15 Большое спасибо (сев.). Северный язык – язык северных территорий королевства Миран и исторический язык магов Неймарской академии теоретической магии. В последствие, после реформ Эпохи Первого Парламента превратился в северное (старое) наречие всеобщего языка. Многие труды по теории магии, а также многие тексты заклинаний, терминов и обозначений исходно были составлены на северном языке.
16 Член Парламента.
17 Согласно «Словам конца и начала», принято разделять Парламент – единый для всего государства, сформированный из представителей дэлов, академий, университетов и так далее, занимающийся исключительно вопросами общегосударственного значения, а также всеми вопросами магического регулирования, и местные парламенты каждого отдельного дэла – частично выборные органы местного самоуправления. Дэл – территория, часть государства.
18 Один из четырех мировых континентов. Расположен к юго-западу от Литернеса и отделен от него Лотиором (океан).
19 Проклятое место (ард.).
20 Пожалуйста, когда используется в контексте просьбы (сев.).
21 Друг, приятель (ард.).
22 Речь идет о магической параллели.
23 До свидания (сев.).
24 Особое магическое явление, возникающее тогда, когда нарушается первичная структура магической параллели. Часто возникает при ошибке мага в ситенарном поединке. Прорыв сопровождается довольно заметным ситенарный сдвигом. Ситенарный сдвиг – смещение ситенар (а точнее характеризующих ситенары керт) магических категорий. Ситенарный сдвиг на практике приводит к нарушению работы заклинаний, а также оказывает негативные физические и психические эффекты на магов. Обычно ситенарные сдвиги сопровождаются своеобразными ощущениями угнетения, подавленности, потерянности, замутненным сознание и «гулом» в мыслях.
25 Отряды боевых магов из двух человек, подчиняющиеся лично королю Мирана. Элитные боевые единицы королевского войска. Название произошло от двух слов северного языка: альстен – защитник, воин, дан – словообразовательная единица, обозначающая пару, удваивание чего-либо.
26 Герой арданских былин и сказок. Экусо – герой, а Йерка – это имя собственное.
27 Весельная лодка, а также неопытный человек, новичок в каком-то деле (ард.).

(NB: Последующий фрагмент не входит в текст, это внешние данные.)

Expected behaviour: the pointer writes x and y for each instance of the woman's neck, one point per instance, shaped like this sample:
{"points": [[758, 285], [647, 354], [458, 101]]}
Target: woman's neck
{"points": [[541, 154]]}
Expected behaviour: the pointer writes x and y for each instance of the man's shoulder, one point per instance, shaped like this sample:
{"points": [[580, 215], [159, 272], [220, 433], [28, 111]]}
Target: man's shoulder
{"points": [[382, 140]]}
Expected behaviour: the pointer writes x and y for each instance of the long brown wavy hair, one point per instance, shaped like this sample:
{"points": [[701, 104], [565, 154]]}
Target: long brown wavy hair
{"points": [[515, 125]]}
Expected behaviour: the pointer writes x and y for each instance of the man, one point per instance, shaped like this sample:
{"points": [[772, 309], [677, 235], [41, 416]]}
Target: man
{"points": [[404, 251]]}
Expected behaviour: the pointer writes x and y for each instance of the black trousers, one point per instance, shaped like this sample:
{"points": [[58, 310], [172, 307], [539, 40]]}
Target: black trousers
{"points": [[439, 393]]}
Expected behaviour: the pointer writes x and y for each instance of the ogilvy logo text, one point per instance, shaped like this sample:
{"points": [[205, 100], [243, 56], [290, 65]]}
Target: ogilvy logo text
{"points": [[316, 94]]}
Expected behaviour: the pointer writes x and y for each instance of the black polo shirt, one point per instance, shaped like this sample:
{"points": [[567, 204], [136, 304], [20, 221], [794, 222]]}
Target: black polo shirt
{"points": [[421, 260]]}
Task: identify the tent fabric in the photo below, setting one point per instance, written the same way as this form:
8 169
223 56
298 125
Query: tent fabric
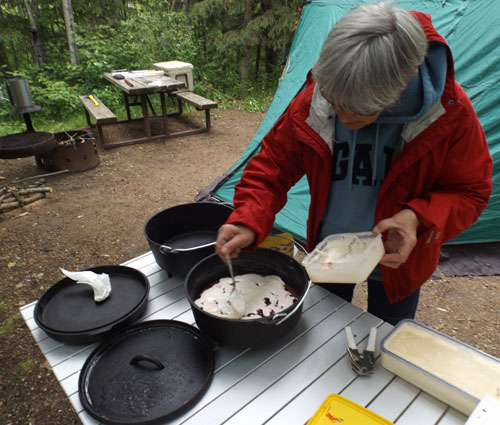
472 30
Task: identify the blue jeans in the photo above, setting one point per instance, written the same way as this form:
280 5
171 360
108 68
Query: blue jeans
378 304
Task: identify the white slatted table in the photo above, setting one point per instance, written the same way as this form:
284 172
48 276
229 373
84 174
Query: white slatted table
283 383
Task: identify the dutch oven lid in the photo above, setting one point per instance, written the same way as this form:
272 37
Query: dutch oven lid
67 311
147 373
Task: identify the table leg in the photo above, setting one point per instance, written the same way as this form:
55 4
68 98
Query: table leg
127 106
164 113
144 104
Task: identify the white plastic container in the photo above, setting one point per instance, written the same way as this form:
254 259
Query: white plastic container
344 258
181 71
453 372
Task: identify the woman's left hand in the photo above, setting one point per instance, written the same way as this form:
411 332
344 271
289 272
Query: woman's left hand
401 238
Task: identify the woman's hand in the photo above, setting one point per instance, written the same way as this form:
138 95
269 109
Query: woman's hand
401 238
231 238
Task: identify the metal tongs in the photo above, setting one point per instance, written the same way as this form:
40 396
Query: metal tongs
362 361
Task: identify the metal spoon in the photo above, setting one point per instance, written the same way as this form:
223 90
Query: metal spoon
231 273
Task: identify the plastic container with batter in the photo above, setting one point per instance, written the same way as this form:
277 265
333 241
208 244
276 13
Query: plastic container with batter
344 258
453 372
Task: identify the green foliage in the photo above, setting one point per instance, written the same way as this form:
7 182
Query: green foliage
115 34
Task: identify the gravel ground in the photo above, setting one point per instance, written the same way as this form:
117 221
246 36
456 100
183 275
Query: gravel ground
96 217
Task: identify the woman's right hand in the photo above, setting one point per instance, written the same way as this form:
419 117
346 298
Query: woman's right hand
231 238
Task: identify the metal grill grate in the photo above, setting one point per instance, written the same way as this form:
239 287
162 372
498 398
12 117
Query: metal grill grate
26 144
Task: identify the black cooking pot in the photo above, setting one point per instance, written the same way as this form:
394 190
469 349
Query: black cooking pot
247 332
182 235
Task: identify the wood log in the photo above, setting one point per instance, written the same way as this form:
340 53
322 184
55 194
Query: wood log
30 190
28 200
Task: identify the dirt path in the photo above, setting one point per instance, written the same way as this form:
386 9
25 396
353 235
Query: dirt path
96 217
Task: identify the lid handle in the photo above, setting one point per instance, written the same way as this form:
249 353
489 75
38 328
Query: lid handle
148 359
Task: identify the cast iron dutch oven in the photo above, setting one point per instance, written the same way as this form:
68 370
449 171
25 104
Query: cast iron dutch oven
67 311
147 373
182 235
248 332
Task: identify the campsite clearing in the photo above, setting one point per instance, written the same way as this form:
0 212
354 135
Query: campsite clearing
96 217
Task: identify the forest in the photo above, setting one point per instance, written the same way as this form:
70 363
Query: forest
63 48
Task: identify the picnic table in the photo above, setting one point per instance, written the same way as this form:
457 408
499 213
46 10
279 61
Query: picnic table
138 88
281 383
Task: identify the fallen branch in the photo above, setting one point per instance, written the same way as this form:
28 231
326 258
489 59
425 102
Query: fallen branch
28 200
41 175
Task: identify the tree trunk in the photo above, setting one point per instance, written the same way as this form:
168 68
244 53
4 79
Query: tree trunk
36 43
4 57
257 62
246 48
70 31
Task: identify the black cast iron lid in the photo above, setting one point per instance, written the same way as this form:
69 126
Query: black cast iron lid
147 373
67 310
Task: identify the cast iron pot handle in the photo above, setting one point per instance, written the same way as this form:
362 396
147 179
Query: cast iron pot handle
283 316
144 357
164 249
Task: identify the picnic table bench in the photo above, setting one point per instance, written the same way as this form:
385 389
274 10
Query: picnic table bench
100 113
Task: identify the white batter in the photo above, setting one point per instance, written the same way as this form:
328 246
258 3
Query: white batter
255 296
342 250
454 363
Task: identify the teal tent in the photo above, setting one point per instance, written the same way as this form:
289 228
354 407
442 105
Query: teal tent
471 28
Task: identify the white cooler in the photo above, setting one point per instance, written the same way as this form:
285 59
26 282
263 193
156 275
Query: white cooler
182 71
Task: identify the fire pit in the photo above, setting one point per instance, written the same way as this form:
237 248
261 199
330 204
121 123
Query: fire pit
74 151
25 144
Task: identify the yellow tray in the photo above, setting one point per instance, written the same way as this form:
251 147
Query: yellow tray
337 409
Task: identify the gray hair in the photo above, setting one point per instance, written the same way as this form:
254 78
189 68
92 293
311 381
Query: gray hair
369 57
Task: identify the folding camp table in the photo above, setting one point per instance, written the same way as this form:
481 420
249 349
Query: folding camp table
282 383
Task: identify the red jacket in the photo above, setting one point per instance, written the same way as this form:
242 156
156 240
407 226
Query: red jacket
443 173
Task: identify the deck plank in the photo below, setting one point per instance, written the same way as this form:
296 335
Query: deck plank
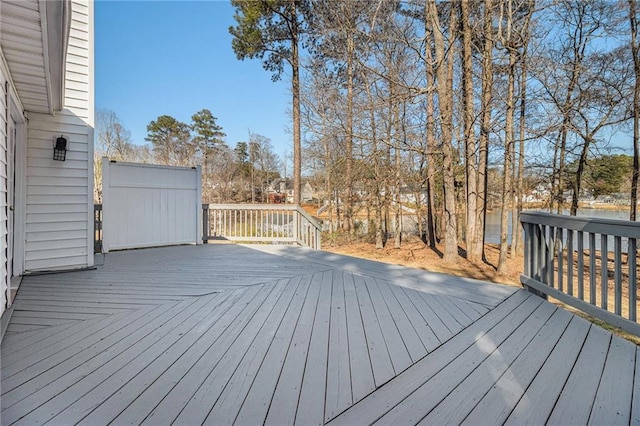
577 397
278 335
105 381
136 383
70 379
310 408
615 392
414 346
425 333
362 381
239 361
430 316
378 353
374 406
201 382
540 397
463 398
262 365
192 363
400 358
280 406
419 402
496 405
338 394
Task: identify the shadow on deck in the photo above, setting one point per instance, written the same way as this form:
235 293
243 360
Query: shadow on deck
236 334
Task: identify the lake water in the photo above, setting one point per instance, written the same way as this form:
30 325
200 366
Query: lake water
492 233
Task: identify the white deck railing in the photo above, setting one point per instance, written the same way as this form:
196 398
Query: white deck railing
588 263
276 223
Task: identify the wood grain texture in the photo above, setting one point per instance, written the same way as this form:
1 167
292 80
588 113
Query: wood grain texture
225 334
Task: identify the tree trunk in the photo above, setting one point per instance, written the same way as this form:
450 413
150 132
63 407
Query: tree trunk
507 190
471 173
431 226
635 48
348 211
518 243
444 89
295 86
477 246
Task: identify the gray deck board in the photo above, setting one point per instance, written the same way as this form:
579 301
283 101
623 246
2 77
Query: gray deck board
381 363
228 378
186 366
310 408
195 386
104 381
411 339
387 397
400 358
338 393
456 405
225 334
496 405
268 350
283 373
434 389
421 327
617 377
156 372
362 381
577 397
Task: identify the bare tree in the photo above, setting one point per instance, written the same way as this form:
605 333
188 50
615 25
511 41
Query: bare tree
444 59
635 50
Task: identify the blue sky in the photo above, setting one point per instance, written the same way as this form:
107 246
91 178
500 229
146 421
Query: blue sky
175 58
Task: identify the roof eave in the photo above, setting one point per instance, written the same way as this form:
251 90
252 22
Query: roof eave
55 18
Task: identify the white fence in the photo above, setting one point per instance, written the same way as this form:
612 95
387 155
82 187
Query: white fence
588 263
150 205
277 223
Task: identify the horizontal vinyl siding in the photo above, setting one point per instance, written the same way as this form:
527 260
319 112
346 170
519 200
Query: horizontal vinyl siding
59 194
4 279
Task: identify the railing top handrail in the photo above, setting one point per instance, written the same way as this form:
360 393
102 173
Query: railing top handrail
282 207
249 206
621 228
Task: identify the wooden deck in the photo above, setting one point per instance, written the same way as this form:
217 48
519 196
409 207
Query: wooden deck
271 334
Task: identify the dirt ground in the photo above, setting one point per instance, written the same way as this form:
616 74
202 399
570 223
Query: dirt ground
416 254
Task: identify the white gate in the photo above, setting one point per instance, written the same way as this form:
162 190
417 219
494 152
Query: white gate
145 205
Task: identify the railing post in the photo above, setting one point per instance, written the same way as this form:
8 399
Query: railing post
296 223
544 246
205 223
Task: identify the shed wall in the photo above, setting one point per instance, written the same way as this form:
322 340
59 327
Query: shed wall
149 205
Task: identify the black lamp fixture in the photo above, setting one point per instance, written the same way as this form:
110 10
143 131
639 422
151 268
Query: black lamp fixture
60 149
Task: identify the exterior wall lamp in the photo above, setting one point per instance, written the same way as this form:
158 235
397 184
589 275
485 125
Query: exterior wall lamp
60 149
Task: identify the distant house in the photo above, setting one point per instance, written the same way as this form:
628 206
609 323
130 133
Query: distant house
281 191
46 97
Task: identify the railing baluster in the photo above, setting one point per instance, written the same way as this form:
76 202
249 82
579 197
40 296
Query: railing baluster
528 240
617 274
544 237
632 250
550 250
604 271
592 268
570 261
559 246
580 265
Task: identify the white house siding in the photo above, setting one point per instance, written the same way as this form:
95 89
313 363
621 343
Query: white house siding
59 195
4 280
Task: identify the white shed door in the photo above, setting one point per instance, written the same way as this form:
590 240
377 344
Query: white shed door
150 205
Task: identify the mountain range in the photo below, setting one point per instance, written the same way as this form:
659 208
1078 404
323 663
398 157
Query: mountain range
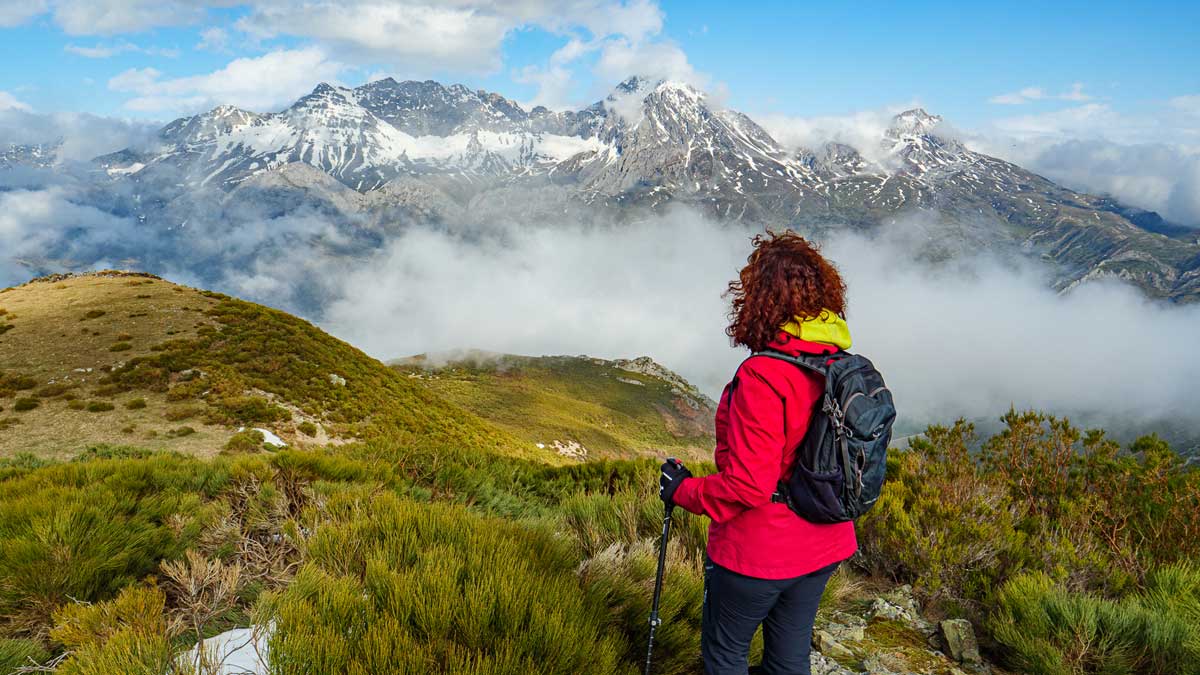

28 Ненадежный корабль (ард.). Часто так говорят о природе, судьбе, роке, противниках и врагах. В дословном переводе: кен арта – ненадежный, ваант – любое плавающее судно, даже плот, все кроме араданской быстрой и маневренной илтойолы, а приставка «ир» выражает непредсказуемость предмета, что-то лишенное твоего контроля.
29 Девушка (ард.).
30 Да, ладно тебе (ард.).
31 Горная цепь, практически по вертикали пересекающая Литернес с севера на юг в его срединной части.
32 Один из четырех континентов. Расположен к востоку от Литернеса и к северу от Ардана.
33 Последняя королевская династия Мирана, из которой произошел в том числе и король Скейлер. Королевские династии Литернеса издревле имели сдвоенные фамилии: первая – название королевства, вторая – личная фамилия рода.
34 Славная битва сама за себя говорит (ард.).
35 Печати – особый вид заклинаний, предназначены для контроля использования магии конкретным магом. Заклинания печатей принципиально делятся на две категории: те, что влияют на гибкость ситенары мага, и те, что влияют на проницаемость его ридея. То есть на способность создавать и поддерживать связь с магической категорией и на полноту проецирования магии из магической параллели на материальную, соответственно. Абсолютная печать влияет и на тот аспект, и на другой, фактически лишая мага любой возможности колдовать, а иногда и делает его невосприимчивым к магии вовсе.